Unplugging from work in this modern, hyper-connected world isn't always easy. That's just as true for people starting their careers as it is for those running large companies.
So, what is the best way to find that necessary (if often fleeting) escape from a demanding career? In the latest episode of Fortune's Tech-Cetera series, we asked several top executives how they manage to unplug and untangle themselves from their hectic schedules.
First of all, several of the business leaders readily admitted the difficulty of leaving their work behind for a little relaxation. "I'm connected 24-7," says Dimitri Alperovitch, the co-founder and chief technology officer at cybersecurity firm CrowdStrike. "Even when we're on vacation, my cellphone is right by my side."
Lorna Borenstein, the founder and CEO of online wellness company Grokker, admits that it often takes a major effort to "unplug and be present." She tells Fortune, "It doesn't help my employees if I'm stressed out."
A few executives listed hobbies, especially sports, that help them unwind. "I like beach time. I like hiking. I like talking about anything that does not involve what I do on a day-to-day basis," says Kyla Brennan, CEO of digital marketing agency HelloSociety.

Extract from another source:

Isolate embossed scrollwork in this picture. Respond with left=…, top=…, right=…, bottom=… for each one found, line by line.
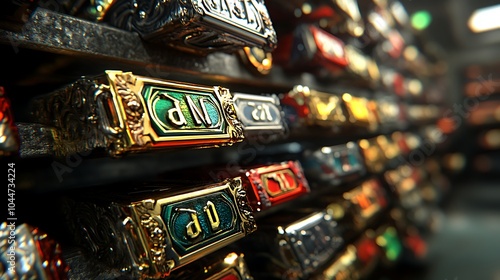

Andrew Wilson, the CEO of video game company Electronic Arts, has a very specific hobby that helps him quickly forget about work. "I'm trying to learn Brazilian jiu-jitsu," he says. "When someone's trying to take your head off, you pretty much can only think about that. So, that helps you switch off."
Other executives point to relaxing pastimes like playing a musical instrument or meditation. For many business leaders, though, the key to leaving work behind is as simple as coming home. "I unplug from work by being with my family," says Katia Beauchamp, CEO of beauty products retailer Birchbox.